Examples of innovation using different types of learning spaces and resources

Courtenay Gardens, Victoria, Australia: This is a primary school in a low-socioeconomic area which uses various multimedia facilities and research-based personalized learning frameworks. Students have access to a multimedia television studio and a radio broadcasting station. Additional learning resources come through such means as the performing arts center and the outdoor fitness stations. Classrooms are technology-rich and purpose-built with shared learning spaces for team teaching and group work. Student progress is registered in an electronic school-wide data tracker that allows evaluation against whole class and year performance. Parents are able to follow training so that they can become classroom assistants. 
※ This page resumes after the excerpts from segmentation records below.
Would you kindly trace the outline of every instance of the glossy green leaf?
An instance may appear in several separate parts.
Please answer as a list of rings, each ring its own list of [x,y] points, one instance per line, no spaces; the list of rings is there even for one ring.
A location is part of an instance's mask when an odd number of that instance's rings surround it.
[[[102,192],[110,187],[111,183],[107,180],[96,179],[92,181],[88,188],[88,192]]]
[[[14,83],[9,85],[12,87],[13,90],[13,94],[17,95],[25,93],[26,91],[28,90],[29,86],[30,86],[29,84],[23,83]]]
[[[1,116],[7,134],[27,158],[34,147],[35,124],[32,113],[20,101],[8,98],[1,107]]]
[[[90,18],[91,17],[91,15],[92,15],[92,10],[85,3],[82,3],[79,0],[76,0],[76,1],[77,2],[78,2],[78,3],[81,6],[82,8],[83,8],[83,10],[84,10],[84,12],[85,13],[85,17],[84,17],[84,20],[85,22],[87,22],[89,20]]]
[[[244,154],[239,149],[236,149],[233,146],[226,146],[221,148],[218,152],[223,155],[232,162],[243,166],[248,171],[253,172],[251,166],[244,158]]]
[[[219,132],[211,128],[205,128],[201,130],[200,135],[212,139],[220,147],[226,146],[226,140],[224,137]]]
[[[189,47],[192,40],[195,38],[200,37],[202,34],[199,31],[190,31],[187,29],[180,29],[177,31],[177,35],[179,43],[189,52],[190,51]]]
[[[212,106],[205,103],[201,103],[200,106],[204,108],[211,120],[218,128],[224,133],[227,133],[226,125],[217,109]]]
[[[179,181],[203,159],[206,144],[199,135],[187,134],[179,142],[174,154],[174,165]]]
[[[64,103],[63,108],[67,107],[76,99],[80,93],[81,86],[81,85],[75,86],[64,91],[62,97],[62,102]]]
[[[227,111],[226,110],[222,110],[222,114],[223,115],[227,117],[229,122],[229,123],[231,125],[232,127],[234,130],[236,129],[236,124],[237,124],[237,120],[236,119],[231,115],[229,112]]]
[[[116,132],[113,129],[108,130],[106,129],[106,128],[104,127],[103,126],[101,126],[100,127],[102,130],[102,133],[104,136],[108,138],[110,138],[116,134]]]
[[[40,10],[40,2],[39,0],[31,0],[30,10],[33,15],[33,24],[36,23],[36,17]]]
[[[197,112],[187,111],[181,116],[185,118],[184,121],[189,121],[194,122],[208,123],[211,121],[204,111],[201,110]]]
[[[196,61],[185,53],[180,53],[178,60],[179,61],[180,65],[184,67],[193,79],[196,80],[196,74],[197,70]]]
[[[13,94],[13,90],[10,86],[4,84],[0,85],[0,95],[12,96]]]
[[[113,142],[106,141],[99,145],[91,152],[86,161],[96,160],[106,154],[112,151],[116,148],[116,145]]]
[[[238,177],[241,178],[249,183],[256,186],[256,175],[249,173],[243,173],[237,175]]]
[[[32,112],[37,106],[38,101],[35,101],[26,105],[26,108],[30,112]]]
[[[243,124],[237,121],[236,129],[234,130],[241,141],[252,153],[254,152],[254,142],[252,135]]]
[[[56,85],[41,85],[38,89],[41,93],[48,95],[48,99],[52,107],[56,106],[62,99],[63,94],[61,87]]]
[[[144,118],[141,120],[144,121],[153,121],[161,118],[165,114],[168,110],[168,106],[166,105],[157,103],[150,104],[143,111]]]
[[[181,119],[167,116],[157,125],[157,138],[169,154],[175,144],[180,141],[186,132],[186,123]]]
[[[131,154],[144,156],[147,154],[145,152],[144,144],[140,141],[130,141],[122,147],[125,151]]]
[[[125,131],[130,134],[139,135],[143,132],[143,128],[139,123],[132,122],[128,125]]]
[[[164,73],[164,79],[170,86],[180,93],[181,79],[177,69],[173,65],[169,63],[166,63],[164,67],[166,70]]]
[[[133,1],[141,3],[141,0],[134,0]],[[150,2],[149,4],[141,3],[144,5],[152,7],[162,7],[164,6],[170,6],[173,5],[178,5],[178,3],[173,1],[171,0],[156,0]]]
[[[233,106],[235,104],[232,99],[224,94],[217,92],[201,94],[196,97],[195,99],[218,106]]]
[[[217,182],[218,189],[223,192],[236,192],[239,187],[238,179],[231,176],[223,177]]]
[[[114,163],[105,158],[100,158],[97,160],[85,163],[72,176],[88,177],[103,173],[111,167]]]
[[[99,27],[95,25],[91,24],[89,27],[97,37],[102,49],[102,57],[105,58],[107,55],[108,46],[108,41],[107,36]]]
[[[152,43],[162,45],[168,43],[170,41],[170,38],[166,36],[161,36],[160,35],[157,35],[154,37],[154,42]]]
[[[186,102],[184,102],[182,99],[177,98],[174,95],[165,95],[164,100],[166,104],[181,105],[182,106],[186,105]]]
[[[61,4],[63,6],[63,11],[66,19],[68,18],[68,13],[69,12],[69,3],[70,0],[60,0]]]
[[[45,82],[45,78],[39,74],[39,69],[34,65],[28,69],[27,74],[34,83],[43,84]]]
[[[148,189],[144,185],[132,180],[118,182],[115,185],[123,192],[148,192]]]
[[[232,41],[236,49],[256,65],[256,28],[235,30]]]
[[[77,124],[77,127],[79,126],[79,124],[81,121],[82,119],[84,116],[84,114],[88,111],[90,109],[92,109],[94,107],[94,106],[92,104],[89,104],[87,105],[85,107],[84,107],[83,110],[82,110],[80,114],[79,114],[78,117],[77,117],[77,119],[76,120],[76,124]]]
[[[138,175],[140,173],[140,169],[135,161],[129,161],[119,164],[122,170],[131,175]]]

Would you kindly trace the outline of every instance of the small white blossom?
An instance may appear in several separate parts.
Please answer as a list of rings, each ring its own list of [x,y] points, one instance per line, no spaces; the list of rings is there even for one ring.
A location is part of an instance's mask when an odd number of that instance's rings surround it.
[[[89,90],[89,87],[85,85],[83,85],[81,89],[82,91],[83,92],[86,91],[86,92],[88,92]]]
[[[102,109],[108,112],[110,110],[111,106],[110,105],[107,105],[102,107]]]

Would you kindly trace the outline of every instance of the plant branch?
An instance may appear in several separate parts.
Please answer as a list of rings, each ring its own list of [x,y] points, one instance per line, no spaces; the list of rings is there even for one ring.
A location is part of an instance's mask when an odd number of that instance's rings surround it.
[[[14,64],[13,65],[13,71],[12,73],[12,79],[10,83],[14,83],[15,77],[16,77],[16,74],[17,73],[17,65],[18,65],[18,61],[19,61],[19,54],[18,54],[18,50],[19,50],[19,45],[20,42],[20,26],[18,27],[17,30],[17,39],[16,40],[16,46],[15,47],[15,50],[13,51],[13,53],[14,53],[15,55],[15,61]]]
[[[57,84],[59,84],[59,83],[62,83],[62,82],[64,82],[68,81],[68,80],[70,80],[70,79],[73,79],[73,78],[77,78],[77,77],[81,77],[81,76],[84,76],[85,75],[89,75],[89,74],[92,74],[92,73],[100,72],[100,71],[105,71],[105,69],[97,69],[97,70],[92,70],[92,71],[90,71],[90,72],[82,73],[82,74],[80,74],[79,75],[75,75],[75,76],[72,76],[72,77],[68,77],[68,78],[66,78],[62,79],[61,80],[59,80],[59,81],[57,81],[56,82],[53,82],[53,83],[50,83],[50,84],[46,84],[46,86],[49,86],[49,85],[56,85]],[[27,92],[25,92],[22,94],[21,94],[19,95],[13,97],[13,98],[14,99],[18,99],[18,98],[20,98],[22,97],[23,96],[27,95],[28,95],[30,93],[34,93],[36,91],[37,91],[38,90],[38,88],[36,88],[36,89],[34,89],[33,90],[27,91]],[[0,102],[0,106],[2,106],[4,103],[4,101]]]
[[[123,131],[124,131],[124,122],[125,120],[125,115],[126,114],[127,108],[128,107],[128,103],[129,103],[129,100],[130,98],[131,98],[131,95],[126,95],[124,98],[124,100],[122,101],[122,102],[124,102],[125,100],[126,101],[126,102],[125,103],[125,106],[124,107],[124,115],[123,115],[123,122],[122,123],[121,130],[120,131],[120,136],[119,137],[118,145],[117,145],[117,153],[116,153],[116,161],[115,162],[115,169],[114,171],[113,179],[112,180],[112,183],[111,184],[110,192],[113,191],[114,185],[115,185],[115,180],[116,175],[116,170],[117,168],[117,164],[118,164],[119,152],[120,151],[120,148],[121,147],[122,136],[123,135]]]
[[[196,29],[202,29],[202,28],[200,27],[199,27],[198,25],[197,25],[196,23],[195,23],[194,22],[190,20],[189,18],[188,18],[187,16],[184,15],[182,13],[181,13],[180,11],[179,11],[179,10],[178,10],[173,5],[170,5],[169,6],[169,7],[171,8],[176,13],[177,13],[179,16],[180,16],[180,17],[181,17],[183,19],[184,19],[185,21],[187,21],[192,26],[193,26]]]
Culture Path, Kuopio, Finland: This is aimed at enhancing the social, emotional, and physical wellbeing of 7-16 year-olds by ensuring that every student has access to the city’s cultural services. There are practical tools for teachers to implement goal-oriented cultural education. The program is divided into nine “paths” related to art, libraries, theater, etc., which are designed for each grade level within and across different subjects. Students visit at least one local cultural institution outside the school environment every year. After eight years on the Culture Path, 9th graders can use the city’s cultural services for free.

Escola Movel, Portugal: This is a distance-learning initiative aimed initially at circus and fairground adolescents (aged 10-17), and later widened to other “at-risk” groups. It aims to give permanent access to a virtual, national-curriculum-oriented learning environment. The content is both subject-specific and cross-curricular, and is personalized through an individual tutor. Each learner works with a tutor face-to-face over four weeks a year.  They must log on to online sessions from a school or library wherever the traveling learner is based at the time. 

Enrichment Programs, Rodica Primary School, Slovenia: The objective of the enrichment programs is to complement regular school curriculum with additional contents, thereby increasing student motivation and fostering social skills, learning strategies, independence, and self confidence from grade 4 and onwards. Teachers use alternative forms of assessment, for example, pedagogical dialogues with the students about their individual progress, and students present their results and products at the school level (e.g., in films). Learning often takes place outside the classroom – in nature, camps, etc. – where active learning takes place and interactions with parents and community members are stimulated.

The “implementation and change” strand

Underpinning much policy discussion and analysis are the conventional bureaucratic layers of systems and institutions. We propose instead a framework with the classroom-level arrangements for learning and networks/clusters across learning environments at the center. The larger system context is important but addressed first and foremost as to whether it enables or inhibits learning. The framework has four layers:

  • Creating and sustaining effective learning environments around 21st-century agendas, while at the same time forging the learning episodes in classrooms into whole learning environments.
  • Ensuring consistency, even synergy, at this classroom level between learning and the wider organization, i.e. between the “technical core” of learning and pedagogy and their institutional contexts (schools and other settings).
  • “Going to scale” through learning networks and communities of practice across environments.. 
  • Pursuing policy strategies that create conditions and capacity to allow learning and networks and communities of practice to flourish.

We expect that the most promising and far-reaching of the change strategies will involve all four of these working together. Without genuine changes in classrooms, networks and communities of practice and across education systems, efforts will not be reaching learners themselves. But with only classroom-level change, on the other hand, very limited scale is achieved and what progress there is may be rapidly undone by the fluctuations of individual leaders or the vagaries of other contextual circumstances.